CNS: dizziness, syncope, headache, psychotic changes, depression, hallucinations, confusion, anxiety, fatigue, vertigo, seizures
EENT: blurred vision, tinnitus
GI: nausea, vomiting, diarrhea, loose stools, abdominal discomfort, anorexia
Hematologic: leukopenia, thrombocytopenia
Other: fever, chills
Drug-drug. Beta-adrenergic blockers, quinidine, quinine: ECG abnormalities, cardiac arrest
Chloroquine, quinine: increased risk of seizures
Valproic acid: decreased valproic acid blood level, loss of seizure control
Drug-diagnostic tests. Hematocrit, platelets, white blood cells: decreased values
Transaminases: transient increases
☞ Monitor patient with acute Plasmodium vivax malaria who is at high risk for relapse. Because drug doesn't eliminate exoerythrocytic (hepaticphase) parasites, patient should receive primaquine after mefloquine therapy.
☞ Watch for psychiatric symptoms, such as acute anxiety, depression, restlessness, or confusion. These may precede more serious psychiatric events.
• Evaluate hepatic function during prolonged prophylactic therapy.
☞ In patients receiving related drugs (such as quinine, quinidine, or chloroquine) concurrently, be alert for ECG abnormalities and seizures. Separate administration times by at least 12 hours.
☞ Closely monitor patients with serious or life-threatening Plasmodium falciparum infection. Be aware that they should receive I.V. antimalarial drugs and that mefloquine may be used to complete course of therapy.

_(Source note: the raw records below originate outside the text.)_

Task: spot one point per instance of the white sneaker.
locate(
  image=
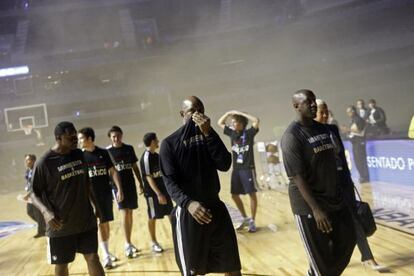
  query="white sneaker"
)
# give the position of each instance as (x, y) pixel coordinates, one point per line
(156, 247)
(107, 263)
(244, 224)
(252, 226)
(129, 252)
(134, 249)
(113, 257)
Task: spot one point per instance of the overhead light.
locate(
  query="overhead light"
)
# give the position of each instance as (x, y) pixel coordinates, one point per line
(14, 71)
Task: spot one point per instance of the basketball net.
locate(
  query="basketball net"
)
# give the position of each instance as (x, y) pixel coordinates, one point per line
(28, 129)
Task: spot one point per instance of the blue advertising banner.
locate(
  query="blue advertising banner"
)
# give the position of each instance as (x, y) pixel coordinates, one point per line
(388, 161)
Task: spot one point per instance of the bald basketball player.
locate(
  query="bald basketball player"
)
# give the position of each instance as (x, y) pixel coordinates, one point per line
(324, 222)
(61, 190)
(204, 237)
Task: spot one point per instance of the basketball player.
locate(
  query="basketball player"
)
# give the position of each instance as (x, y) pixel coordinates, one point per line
(100, 167)
(204, 237)
(324, 222)
(243, 177)
(62, 192)
(32, 211)
(125, 160)
(158, 201)
(347, 185)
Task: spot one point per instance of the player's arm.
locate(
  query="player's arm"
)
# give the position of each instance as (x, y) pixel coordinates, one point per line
(222, 121)
(138, 175)
(54, 223)
(37, 189)
(216, 147)
(169, 175)
(161, 197)
(117, 180)
(322, 221)
(254, 120)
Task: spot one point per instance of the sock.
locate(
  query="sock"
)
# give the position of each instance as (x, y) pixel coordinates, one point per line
(104, 248)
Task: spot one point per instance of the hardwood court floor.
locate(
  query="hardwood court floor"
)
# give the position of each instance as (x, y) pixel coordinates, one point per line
(263, 253)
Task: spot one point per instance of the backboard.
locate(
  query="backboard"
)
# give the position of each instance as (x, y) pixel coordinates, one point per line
(20, 117)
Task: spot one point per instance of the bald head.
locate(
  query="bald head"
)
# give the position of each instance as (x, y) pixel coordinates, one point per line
(304, 103)
(301, 95)
(192, 104)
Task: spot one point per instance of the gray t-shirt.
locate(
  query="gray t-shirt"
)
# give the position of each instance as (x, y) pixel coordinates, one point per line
(61, 182)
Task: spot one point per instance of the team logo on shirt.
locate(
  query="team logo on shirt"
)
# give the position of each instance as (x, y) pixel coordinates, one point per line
(74, 172)
(240, 149)
(93, 171)
(324, 141)
(121, 166)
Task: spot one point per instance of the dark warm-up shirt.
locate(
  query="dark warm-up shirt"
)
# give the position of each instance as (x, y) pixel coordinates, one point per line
(308, 151)
(99, 162)
(189, 164)
(61, 182)
(242, 147)
(124, 158)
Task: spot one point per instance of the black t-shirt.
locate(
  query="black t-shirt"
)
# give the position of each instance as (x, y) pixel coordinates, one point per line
(189, 163)
(99, 162)
(150, 166)
(308, 151)
(124, 159)
(61, 182)
(242, 147)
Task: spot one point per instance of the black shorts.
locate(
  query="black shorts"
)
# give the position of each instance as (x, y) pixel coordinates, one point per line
(130, 197)
(328, 254)
(208, 248)
(155, 209)
(243, 181)
(105, 205)
(62, 250)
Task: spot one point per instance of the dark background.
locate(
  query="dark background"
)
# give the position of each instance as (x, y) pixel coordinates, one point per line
(131, 62)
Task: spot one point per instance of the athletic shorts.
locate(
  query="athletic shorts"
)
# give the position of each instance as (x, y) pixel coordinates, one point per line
(243, 181)
(130, 197)
(155, 209)
(105, 205)
(62, 250)
(208, 248)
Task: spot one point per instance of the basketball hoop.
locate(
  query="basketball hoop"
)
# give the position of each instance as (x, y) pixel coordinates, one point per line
(27, 129)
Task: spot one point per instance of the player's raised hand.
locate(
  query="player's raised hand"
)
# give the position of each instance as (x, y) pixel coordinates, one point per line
(199, 213)
(203, 122)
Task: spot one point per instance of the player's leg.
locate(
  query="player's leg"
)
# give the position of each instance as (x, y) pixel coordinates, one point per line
(94, 266)
(87, 245)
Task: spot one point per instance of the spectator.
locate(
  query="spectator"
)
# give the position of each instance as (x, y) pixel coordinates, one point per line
(376, 120)
(362, 111)
(356, 134)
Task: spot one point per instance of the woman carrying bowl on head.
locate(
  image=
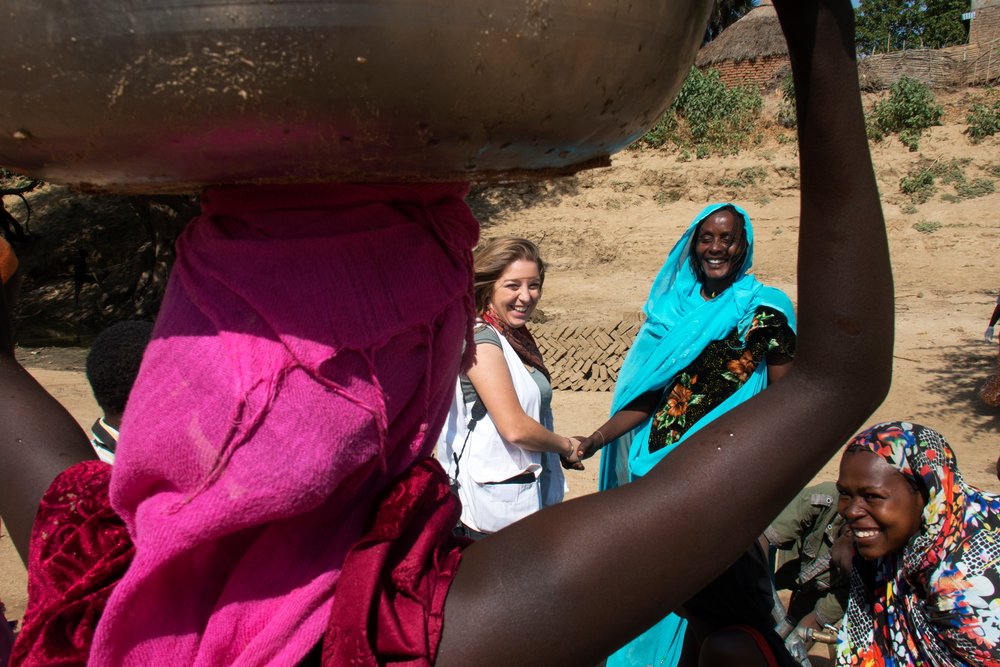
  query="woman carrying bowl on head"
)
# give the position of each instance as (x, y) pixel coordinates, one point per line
(497, 443)
(925, 586)
(342, 552)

• Tell patient to take with full glass of water and not on empty stomach.
• In prophylactic use, instruct patient to take first dose 1 week before departure and to continue therapy as prescribed upon return. Tell him to take drug on same day each week.
• Advise patient to report fever after returning from malarious area.
• Inform patient that malaria prophylaxis should include protective clothing, insect repellent, and bed netting.
☞ Tell patient to immediately report psychiatric symptoms (such as acute anxiety, depression, restlessness, or confusion) and to stop taking drug.
• Caution patient to avoid driving and other hazardous activities because drug may cause dizziness.
• Instruct patient to have periodic ophthalmic exams, because drug may cause eye damage.
• Tell female patient to inform prescriber if she is pregnant.
• Advise female patient not to breastfeed while taking drug.
• As appropriate, review all other significant and life-threatening adverse reactions and interactions, especially those related to the drugs and tests mentioned above.